It is widely speculated that the Perak will be among the three bikes that are planned for the Indian market
As Jawa nears its first anniversary, the company has announced exciting news for all its purists and potential customers. In an interview with the Hindu, Ashish Joshi, the CEO of Classic Legends, a Mahindra subsidiary that owns Jawa, confirmed that the company is planning to roll out three new models in the next 18 months.
Considering that the Perak Bobber, which was planned to be launched earlier this year, has not arrived yet, it is widely speculated to be among the three models that the company plans to roll out soon. Interestingly, reports also suggest that the new bikes will feature a different engine configuration aimed at competing with the Royal Enfield 650 twins.
More details on the bikes will be revealed on the company’s first anniversary on November 15. As Jawa seems to be playing cards close to its chest, we are dark on details about any information regarding the upcoming bikes.
However, considering that the Perak garnered huge positive response when it was unveiled, the company is most likely to finally bring it in the flesh. Unlike the Jawa 42 and the Jawa Classic 300, the Perak is powered by a more powerful 334-cc single-cylinder engine that churns out 30hp and 31Nm.
Ahead of the launch last year, the company had released sketches of a few bikes as teasers. Of them, it showcased three models that included the Perak, Classic 300 and the 42. The other two sketches, on the other hand, which did not make it to the headlines as an officially commissioned model, were the off-road styled Jawa and the Scrambler Jawa.
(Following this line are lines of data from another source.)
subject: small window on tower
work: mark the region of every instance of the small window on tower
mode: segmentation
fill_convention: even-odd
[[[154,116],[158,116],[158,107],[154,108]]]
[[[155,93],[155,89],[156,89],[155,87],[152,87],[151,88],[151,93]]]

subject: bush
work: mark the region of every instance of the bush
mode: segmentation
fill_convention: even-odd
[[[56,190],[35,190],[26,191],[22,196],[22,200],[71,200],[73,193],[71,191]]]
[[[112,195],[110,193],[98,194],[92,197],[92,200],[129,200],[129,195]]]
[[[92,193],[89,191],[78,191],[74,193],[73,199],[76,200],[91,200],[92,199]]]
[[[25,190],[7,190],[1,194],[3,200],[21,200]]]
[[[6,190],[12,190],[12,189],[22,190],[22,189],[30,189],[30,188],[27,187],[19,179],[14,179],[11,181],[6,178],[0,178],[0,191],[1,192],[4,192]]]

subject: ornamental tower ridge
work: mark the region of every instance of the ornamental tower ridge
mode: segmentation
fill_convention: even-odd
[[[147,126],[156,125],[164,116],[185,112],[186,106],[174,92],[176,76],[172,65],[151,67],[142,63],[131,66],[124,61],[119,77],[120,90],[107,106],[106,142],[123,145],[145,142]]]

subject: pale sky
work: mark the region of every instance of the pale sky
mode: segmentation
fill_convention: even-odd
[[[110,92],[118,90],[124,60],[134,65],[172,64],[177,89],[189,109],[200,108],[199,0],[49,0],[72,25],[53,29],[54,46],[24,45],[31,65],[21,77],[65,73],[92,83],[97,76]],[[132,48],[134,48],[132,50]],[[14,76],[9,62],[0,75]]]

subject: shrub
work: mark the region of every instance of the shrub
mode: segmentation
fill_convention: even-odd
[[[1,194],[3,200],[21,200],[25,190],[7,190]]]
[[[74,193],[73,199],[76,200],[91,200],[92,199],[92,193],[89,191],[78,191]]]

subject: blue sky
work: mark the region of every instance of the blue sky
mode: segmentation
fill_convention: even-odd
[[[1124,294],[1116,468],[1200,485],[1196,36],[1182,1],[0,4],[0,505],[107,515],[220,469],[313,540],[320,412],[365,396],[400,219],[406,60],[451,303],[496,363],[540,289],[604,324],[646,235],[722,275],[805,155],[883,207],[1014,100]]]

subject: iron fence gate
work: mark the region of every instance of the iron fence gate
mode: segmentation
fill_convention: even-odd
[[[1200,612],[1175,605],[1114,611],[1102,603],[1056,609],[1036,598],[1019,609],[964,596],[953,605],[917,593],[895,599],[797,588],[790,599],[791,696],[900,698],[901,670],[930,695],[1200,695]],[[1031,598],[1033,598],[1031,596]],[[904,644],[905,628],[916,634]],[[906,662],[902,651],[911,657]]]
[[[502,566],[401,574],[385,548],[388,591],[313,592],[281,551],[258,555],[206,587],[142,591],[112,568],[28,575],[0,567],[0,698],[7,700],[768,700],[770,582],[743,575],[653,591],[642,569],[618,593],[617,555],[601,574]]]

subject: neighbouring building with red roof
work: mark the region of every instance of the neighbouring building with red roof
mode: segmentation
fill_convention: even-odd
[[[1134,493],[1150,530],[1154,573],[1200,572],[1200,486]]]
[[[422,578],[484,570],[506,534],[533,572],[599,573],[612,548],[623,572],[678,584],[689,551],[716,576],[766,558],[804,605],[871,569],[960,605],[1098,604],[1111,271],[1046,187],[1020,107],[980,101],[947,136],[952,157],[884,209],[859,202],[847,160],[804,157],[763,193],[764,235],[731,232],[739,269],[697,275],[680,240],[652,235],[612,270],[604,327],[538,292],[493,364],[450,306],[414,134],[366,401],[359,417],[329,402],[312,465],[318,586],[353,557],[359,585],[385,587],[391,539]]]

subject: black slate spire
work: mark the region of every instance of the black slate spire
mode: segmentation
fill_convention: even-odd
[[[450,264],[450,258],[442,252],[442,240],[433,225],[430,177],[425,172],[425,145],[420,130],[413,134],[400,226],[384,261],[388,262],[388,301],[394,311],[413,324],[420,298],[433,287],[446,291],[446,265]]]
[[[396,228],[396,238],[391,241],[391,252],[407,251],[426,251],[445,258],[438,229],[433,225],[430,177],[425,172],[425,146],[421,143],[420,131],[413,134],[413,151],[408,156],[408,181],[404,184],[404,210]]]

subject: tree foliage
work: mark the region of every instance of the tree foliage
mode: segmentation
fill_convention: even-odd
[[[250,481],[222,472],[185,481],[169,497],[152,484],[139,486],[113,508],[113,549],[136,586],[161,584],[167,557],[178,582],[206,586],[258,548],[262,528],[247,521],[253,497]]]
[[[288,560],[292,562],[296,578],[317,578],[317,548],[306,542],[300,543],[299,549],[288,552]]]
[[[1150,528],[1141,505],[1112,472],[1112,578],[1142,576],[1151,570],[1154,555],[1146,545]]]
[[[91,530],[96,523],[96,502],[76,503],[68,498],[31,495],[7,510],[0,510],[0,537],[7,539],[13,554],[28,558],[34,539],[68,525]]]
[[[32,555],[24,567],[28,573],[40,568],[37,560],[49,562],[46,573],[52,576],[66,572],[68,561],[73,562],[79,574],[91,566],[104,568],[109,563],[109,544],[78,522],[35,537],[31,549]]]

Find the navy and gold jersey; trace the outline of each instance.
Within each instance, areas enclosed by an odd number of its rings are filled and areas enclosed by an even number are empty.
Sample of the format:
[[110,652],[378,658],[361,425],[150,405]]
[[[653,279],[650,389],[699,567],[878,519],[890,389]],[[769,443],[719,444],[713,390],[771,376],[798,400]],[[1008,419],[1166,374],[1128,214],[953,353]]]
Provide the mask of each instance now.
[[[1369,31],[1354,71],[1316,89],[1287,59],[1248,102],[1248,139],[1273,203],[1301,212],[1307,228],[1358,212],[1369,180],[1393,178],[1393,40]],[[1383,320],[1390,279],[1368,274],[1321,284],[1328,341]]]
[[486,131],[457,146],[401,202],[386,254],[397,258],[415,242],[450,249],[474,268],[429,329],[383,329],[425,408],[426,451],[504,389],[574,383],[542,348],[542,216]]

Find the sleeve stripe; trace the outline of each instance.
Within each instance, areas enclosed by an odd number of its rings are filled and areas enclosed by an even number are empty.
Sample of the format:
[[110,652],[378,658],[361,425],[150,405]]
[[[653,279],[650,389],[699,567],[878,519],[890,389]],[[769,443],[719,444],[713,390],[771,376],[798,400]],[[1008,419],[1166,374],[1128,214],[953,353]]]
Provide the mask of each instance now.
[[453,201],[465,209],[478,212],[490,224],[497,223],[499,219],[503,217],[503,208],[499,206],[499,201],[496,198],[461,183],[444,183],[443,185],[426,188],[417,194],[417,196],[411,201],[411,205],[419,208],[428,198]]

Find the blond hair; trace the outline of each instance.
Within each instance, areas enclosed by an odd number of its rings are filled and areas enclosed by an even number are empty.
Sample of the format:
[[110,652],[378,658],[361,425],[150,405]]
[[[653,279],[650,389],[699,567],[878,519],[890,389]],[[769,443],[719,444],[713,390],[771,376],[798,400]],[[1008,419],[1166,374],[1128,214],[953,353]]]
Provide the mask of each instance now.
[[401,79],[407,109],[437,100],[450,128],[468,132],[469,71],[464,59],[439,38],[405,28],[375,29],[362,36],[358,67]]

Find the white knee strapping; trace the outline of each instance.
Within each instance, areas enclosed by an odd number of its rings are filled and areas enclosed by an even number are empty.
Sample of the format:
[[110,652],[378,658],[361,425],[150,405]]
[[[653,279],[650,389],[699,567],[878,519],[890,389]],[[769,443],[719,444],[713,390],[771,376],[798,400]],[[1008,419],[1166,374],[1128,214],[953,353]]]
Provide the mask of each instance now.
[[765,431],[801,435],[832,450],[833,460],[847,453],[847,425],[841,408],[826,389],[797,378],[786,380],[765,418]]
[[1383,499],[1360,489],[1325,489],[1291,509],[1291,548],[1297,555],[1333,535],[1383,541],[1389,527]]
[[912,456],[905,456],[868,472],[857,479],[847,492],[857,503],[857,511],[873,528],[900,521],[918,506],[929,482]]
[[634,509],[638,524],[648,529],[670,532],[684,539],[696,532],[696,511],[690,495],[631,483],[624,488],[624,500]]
The launch of Royal Enfield 650 twins left numerous enthusiasts wondering if the company would pass on the engine to the Himalayan. Hence, Jawa’s plans for an off-roader with a multi-cylinder engine will be exciting.
Since its re-entry after decades, Jawa garnered gargantuan response for its models, forcing it to suspend booking until March 2020. However, as a word of hope for the customers who are still waiting for their motorcycle, Joshi also suggested that the company’s production at its Pithambur plant has been ramped up with the waiting period being reduced to six to seven months as against the earlier 9 to 10 months.